Studies involving B12 and depression are conflicting. An association between low B12
intake and depression was found in women, but not in men (Sanchez-Villegas et al., 2009).
Higher dietary intakes of B12 appear to be protective of depressive symptoms in older adults
(Skarupski, et al., 2010), but no association between B12 intake and depression was found in
adolescents (Murakami et al., 2010). Studies showed that low serum B12 levels were associated
with symptoms of depression (Dimopoulos et al., 2007; Ng et al., 2009; Tiemeier et al., 2002),
but one study did not find this correlation (Sachdev et. al., 2005). In a group of disabled older
women, deficiency in serum B12 was associated with double the risk of severe depression
(Penninx et al., 2000).
As studies previously mentioned have shown, supplementation with B12 may be
effective at reducing symptoms of depression (El-Sisi, 2011; Nguyen et al., 2009). There are
case studies of treatment-resistant depression that when an underlying B12 deficiency was
discovered, improvement was shown with B12 supplementation (Kate et al., 2010; Milanlioğlu,
2011; Rao et al., 2008). In patients being treated with SSRIs, higher serum B12 levels were
associated with better treatment outcomes (Hintikka, Tolmunen, Tanskanen, & Viinamäki,
2003). Severe fatigue and depression after stroke is associated with B12 deficiency, and may be
alleviated with B12 supplementation (Almeida et al., 2010; Huijts, Duits, Staals, & van
Oostenbrugge, 2012). However, in a randomized double-blind placebo-controlled trial, no
improvement in depressive symptoms was achieved with B12 supplementation (Hvas, Juul,
26
Lauritzen, Nexø, & Ellegaard, 2004). There is a lack of trials using B12 to treat depression, and
the majority of research with B12 has focused on other psychiatric and neurological disorders
rather than depression.
Present Study
The review of the literature shows a strong correlation between B vitamin deficiencies
and depression, yet there have been few trials conducted that use B vitamins to treat symptoms
of depression.
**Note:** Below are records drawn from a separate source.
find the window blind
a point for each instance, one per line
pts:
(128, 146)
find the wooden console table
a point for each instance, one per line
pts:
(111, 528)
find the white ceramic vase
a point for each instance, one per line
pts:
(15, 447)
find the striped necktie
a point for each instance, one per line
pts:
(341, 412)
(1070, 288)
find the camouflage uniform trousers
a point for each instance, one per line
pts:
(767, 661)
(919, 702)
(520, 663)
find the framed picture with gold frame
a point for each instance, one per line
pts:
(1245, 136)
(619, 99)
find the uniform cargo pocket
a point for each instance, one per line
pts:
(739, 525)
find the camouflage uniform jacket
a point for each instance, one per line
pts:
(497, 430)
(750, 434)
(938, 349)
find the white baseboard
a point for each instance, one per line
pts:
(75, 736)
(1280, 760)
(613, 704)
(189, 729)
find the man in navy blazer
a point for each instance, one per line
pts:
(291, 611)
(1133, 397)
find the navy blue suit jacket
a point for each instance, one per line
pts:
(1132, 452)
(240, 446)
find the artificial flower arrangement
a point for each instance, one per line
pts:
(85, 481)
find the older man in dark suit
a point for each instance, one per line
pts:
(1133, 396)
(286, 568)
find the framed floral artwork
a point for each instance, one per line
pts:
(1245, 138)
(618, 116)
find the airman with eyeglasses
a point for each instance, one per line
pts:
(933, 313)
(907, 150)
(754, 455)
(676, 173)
In the United States specifically, there has been little research and very few trials
conducted on using B vitamins to treat symptoms of depression, yet depression is a growing
healthcare burden. For this research, the following questions were asked:
1. Does B vitamin supplementation decrease symptoms of depression?
H1: B vitamin supplementation will decrease symptoms of depression. As seen in
the literature review, there is a trend is towards improvement of depressive
symptoms with B vitamin supplementation. B vitamins show an interrelated
relationship, but the previously conducted trials only use one to three of the B
vitamins, which may explain the conflicted findings. Since this study uses a B
vitamin supplement that includes all of the B vitamins, an improvement in
depressive symptoms is expected.
2. Does B vitamin supplementation decrease symptoms of depression in people who take
antidepressants yet still experience symptoms of depression?
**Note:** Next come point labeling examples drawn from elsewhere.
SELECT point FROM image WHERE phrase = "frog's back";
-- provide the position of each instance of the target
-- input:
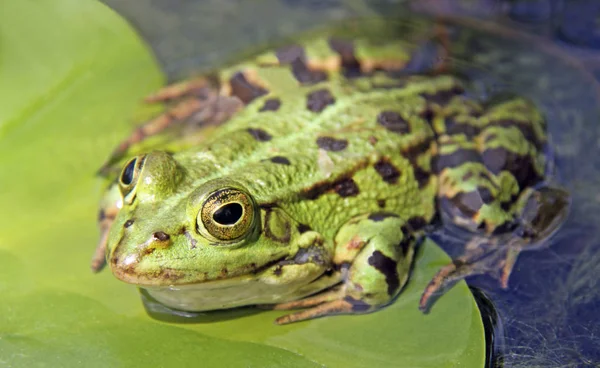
(332, 128)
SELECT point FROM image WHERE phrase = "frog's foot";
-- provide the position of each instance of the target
(374, 253)
(320, 298)
(340, 306)
(322, 304)
(543, 211)
(195, 86)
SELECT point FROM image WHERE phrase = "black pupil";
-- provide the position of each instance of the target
(127, 176)
(228, 214)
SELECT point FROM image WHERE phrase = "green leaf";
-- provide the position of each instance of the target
(72, 74)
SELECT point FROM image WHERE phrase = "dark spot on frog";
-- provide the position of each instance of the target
(467, 176)
(490, 137)
(259, 134)
(521, 167)
(380, 216)
(272, 104)
(318, 100)
(357, 305)
(388, 172)
(302, 228)
(485, 194)
(346, 188)
(524, 127)
(127, 176)
(405, 244)
(316, 190)
(161, 236)
(279, 160)
(332, 144)
(287, 54)
(455, 159)
(388, 267)
(148, 250)
(468, 203)
(393, 122)
(428, 114)
(414, 224)
(243, 89)
(349, 63)
(412, 154)
(421, 176)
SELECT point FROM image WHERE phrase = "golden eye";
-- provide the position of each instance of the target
(128, 178)
(227, 214)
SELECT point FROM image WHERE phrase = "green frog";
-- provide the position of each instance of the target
(305, 176)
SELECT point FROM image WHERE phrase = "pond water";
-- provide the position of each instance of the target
(546, 50)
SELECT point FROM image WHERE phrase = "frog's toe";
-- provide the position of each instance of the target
(173, 91)
(339, 306)
(311, 301)
(482, 256)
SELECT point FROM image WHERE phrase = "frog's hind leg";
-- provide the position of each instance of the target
(374, 254)
(492, 184)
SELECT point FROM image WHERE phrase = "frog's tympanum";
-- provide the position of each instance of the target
(305, 176)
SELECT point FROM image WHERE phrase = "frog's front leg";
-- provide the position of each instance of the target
(374, 254)
(195, 103)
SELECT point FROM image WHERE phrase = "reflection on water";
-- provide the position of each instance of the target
(545, 50)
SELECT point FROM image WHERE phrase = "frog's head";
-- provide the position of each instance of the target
(174, 228)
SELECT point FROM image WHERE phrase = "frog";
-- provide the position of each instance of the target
(306, 176)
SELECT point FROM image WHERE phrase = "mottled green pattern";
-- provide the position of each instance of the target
(340, 159)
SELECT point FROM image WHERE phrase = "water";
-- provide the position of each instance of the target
(544, 49)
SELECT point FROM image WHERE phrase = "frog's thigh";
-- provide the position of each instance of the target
(375, 256)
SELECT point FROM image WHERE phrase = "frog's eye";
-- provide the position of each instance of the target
(128, 178)
(227, 214)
H1: B vitamin supplementation will decrease symptoms of depression in people
who take antidepressants yet still experience symptoms of depression. The few
case studies available on treatment-resistant depression with B vitamin
27
supplementation show a favorable outcome, therefore an improvement of
depressive symptoms is expected.
3. Does dietary intake of B vitamins affect the efficacy of B vitamin supplementation in
reducing symptoms of depression?
H1: There will be a reduction of depressive symptoms in people regardless of
adequate or inadequate B vitamin intake. The Dietary Reference Intakes for B
vitamins are for a healthy population, and people suffering from depression are not
considered part of a healthy population. It is likely that some people living in the
United States who suffer from depression consume adequate dietary B vitamins
because of B vitamin fortification in foods otherwise low in B vitamins. The
previously conducted trials do not assess their participants’ dietary B vitamin
intake, but the overall trend is towards improvement in depressive symptoms with B
vitamin supplementation. Therefore, an increase in depressive symptoms is
expected even in participants that have adequate intake of B vitamins.
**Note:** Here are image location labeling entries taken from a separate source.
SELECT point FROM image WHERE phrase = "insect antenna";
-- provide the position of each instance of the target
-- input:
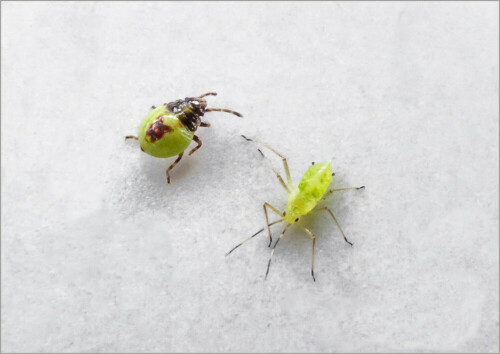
(223, 110)
(272, 252)
(208, 94)
(255, 234)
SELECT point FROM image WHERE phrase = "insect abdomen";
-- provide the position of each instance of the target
(157, 129)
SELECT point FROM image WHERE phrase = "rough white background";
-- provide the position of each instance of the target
(98, 254)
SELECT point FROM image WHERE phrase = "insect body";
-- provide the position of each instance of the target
(302, 199)
(168, 130)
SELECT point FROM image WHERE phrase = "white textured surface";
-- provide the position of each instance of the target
(98, 254)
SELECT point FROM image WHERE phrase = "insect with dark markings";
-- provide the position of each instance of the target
(168, 130)
(302, 200)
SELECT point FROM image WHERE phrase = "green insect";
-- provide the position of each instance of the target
(302, 199)
(168, 130)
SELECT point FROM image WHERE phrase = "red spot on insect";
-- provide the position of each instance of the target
(157, 129)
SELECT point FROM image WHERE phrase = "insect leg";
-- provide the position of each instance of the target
(311, 235)
(255, 234)
(267, 205)
(272, 252)
(331, 191)
(283, 158)
(179, 157)
(197, 140)
(336, 222)
(223, 110)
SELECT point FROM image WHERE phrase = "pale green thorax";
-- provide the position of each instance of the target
(304, 197)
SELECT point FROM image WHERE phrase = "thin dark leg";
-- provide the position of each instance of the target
(223, 110)
(255, 234)
(283, 159)
(179, 157)
(272, 252)
(196, 139)
(267, 205)
(311, 235)
(331, 191)
(336, 222)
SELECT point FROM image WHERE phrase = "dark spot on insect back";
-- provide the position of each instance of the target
(157, 129)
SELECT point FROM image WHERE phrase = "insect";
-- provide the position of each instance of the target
(168, 130)
(302, 200)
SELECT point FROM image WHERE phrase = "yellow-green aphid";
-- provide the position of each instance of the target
(168, 130)
(302, 199)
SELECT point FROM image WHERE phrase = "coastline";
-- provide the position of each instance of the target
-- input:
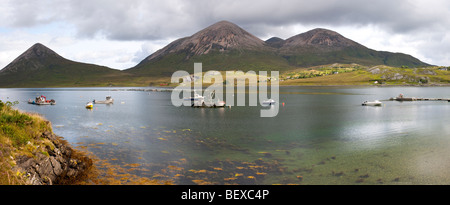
(31, 154)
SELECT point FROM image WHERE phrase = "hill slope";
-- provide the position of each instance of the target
(40, 66)
(222, 46)
(226, 46)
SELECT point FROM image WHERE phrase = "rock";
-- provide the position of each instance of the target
(60, 166)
In the literature review, research showed that sometimes there were gender differences in
correlations and response to B vitamin supplementation, so gender was considered as a
supplementary analysis. Participant smoking status and alcohol consumption data were collected
as potential modifying factors, because both activities deplete B vitamins in the body. To
determine the population distribution of Body Mass Index (BMI), participant height and weight
were measured to calculate BMI. Finally, participants were asked about possible side effects to
the B vitamin supplementation, since the side effects of antidepressants are a major deterrent to
their adherence.
28
Chapter III: Methodology
The purpose of this research was to investigate the effectiveness of B vitamin
supplementation in reducing symptoms of depression. This chapter describes the study
methodology including subject selection and description, instrumentation, data collection
procedures and analyses used. The study limitations are also discussed.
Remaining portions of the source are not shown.